Again, I say, this is not complicated. It's about political will and vision. And I want you to know, folks, I get really frustrated when Washington plays politics just because they think times are good and there are no consequences. But these kids will grow up before you know it.
My little girl just got home from college— going to be a senior next year. I remember when she was that size. It doesn't take long for a child to live a childhood. And we don't have a child to waste. And you've got all these dedicated teachers and all these dedicated parents and all these dedicated school people out there, and we keep trying to put them in smaller and smaller and smaller boxes. This is wrong.

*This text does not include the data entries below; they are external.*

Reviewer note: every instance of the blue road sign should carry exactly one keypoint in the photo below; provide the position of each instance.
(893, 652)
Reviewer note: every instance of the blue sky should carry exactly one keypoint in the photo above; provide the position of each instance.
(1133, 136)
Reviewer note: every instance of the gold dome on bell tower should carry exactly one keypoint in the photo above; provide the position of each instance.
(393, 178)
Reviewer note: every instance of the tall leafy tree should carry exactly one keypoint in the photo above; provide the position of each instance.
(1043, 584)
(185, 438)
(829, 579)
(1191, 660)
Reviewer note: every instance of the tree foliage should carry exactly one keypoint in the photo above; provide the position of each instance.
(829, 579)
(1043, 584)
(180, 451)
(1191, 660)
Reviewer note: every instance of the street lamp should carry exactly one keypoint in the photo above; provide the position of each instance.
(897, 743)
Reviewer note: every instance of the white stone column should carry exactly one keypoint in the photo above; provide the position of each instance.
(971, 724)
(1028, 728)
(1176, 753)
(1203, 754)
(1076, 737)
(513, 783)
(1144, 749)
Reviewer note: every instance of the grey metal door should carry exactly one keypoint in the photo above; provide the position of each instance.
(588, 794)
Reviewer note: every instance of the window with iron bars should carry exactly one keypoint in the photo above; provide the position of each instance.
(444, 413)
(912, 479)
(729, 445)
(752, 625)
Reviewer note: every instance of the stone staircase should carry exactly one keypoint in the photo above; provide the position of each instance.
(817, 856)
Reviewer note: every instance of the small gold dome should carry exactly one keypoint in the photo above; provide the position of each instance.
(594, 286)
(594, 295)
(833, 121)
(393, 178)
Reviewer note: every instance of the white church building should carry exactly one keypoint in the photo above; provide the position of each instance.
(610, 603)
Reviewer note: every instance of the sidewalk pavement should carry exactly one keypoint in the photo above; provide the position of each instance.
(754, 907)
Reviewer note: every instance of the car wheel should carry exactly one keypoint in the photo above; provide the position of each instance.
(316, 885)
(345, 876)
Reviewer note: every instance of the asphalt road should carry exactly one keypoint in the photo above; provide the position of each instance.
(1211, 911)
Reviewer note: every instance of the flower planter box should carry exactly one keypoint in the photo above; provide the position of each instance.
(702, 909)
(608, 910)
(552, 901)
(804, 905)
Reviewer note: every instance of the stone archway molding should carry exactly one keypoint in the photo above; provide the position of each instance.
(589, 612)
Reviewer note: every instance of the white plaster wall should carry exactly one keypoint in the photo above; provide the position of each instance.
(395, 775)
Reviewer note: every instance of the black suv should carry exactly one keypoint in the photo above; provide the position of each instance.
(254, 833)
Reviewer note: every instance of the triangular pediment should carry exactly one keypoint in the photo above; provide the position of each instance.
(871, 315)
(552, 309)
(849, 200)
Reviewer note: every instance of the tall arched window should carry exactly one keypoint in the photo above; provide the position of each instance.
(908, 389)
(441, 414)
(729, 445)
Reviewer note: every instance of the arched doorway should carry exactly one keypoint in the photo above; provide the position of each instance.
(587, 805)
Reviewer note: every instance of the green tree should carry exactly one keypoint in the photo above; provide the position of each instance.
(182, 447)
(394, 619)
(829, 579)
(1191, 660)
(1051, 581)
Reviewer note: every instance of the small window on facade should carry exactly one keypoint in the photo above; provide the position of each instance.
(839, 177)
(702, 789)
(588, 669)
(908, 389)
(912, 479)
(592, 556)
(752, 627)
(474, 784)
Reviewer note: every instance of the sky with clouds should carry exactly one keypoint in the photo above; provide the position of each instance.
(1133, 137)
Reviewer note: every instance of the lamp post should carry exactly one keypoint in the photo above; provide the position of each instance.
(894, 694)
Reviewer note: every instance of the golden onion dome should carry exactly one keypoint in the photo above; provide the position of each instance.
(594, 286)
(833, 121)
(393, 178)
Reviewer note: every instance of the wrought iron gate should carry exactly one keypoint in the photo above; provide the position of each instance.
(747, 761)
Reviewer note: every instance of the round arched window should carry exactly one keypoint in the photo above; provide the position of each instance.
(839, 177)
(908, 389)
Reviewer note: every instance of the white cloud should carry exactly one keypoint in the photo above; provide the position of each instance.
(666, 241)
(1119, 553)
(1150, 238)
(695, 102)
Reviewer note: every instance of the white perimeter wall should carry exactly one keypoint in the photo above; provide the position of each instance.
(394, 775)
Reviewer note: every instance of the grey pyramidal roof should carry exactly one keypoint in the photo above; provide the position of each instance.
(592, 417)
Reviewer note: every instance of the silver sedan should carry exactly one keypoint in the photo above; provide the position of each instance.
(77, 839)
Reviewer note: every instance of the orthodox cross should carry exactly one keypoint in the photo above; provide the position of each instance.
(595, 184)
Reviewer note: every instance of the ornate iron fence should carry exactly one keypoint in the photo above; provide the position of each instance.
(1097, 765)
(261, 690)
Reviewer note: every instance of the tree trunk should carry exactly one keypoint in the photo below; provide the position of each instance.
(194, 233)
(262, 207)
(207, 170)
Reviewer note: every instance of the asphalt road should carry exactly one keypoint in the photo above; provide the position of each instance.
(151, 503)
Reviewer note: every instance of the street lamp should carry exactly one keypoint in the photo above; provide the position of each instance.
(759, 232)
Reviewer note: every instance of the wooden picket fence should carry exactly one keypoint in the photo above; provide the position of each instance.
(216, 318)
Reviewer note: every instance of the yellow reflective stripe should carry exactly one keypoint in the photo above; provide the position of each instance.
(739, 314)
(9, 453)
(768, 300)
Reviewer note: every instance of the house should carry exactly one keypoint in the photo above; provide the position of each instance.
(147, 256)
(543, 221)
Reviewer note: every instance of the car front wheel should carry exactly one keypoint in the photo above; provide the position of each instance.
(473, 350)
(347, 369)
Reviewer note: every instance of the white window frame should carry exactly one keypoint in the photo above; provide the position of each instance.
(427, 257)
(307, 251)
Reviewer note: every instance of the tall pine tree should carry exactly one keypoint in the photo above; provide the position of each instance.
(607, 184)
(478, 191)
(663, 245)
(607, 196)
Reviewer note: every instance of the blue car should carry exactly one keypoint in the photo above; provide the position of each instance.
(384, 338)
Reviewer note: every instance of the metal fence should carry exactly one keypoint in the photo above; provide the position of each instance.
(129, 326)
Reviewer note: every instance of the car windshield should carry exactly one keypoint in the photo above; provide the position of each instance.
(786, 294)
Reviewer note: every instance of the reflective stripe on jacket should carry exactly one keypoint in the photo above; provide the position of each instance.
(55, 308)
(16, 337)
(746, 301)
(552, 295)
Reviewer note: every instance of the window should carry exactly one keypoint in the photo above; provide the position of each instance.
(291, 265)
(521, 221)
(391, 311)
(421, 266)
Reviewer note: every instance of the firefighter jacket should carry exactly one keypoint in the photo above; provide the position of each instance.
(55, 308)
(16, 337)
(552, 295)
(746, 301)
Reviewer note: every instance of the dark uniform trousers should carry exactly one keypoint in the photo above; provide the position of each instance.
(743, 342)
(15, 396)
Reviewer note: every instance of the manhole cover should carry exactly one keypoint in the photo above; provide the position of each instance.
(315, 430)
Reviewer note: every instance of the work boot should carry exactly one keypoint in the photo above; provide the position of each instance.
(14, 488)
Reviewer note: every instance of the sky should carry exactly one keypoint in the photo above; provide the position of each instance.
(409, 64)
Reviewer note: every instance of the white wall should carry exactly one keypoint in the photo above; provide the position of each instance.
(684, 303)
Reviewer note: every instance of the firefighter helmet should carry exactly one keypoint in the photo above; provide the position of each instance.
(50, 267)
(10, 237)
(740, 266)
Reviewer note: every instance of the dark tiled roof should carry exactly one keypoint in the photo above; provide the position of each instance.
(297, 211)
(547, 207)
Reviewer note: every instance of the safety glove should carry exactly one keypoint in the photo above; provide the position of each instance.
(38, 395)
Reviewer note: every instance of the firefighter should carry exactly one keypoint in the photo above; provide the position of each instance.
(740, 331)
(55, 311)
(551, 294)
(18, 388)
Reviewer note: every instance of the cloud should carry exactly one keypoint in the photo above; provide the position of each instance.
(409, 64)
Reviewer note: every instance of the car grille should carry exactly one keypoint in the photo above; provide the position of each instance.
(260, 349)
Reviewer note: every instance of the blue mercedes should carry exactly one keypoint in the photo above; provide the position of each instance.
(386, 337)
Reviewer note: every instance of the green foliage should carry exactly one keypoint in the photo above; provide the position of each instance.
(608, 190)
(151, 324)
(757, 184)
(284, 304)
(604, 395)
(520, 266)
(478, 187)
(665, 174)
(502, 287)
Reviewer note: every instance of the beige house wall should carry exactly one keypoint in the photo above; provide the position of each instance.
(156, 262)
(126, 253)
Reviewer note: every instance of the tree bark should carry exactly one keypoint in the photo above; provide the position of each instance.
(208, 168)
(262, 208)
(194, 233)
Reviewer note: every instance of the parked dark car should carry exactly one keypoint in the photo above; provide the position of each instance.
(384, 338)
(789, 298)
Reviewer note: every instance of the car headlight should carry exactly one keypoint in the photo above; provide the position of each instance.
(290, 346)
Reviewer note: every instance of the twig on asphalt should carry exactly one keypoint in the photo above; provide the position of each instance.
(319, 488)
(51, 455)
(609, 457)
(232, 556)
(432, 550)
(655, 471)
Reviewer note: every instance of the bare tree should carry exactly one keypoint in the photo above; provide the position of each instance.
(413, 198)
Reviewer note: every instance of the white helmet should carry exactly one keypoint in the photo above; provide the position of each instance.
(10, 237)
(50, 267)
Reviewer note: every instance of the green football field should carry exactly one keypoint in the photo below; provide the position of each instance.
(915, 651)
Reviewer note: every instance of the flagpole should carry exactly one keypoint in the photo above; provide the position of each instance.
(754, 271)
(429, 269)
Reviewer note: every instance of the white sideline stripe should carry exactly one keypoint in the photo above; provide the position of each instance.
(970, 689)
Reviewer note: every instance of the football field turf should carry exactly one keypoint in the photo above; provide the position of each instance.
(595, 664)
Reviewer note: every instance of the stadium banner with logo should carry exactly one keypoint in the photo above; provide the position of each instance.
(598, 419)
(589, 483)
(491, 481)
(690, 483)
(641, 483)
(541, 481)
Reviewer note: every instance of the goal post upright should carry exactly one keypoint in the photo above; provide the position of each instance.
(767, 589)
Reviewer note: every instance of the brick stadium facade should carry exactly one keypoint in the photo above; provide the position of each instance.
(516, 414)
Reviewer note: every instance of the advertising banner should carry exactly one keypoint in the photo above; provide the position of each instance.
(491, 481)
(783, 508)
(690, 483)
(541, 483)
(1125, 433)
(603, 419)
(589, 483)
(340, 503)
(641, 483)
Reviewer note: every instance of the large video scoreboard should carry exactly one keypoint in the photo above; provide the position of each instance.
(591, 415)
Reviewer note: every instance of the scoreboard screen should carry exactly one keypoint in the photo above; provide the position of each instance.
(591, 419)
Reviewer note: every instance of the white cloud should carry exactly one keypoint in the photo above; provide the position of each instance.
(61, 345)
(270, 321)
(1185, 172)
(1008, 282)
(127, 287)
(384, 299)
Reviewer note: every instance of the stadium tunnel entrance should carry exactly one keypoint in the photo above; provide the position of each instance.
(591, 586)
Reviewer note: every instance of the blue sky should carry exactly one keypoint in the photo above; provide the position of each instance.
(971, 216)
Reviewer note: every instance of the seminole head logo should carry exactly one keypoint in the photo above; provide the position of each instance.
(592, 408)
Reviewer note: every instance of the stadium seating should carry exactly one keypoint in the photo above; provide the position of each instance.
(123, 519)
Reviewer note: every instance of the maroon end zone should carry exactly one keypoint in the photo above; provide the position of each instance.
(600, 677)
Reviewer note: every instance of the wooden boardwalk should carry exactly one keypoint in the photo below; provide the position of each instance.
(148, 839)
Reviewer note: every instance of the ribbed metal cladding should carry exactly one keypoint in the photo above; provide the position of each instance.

Now, we have genuine philosophical differences over some things in Washington, but this shouldn't be a philosophical issue. Are we going to build these buildings or not? We've got the money. Some people say, let them do it at the local level. Well, you know as well as I do that we've got more kids in schools than ever before, but we've got a smaller percentage of property-tax payers with kids in schools than ever before, and it's hard, if not impossible, to raise the money to build and repair the schools only at the local level. The National Government has the resources. This is a limited program. These children deserve it.
So I implore you all, by your voices today, and every day, say, "Thank you, Nita Lowey. Thank you, Greg Meeks. Thank you, Joe Crowley. Thank you, Charlie Rangel. Congress, give our kids the future they deserve. The whole country's riding on it, we can afford it, and we owe it to them. And we'll be awful glad we did."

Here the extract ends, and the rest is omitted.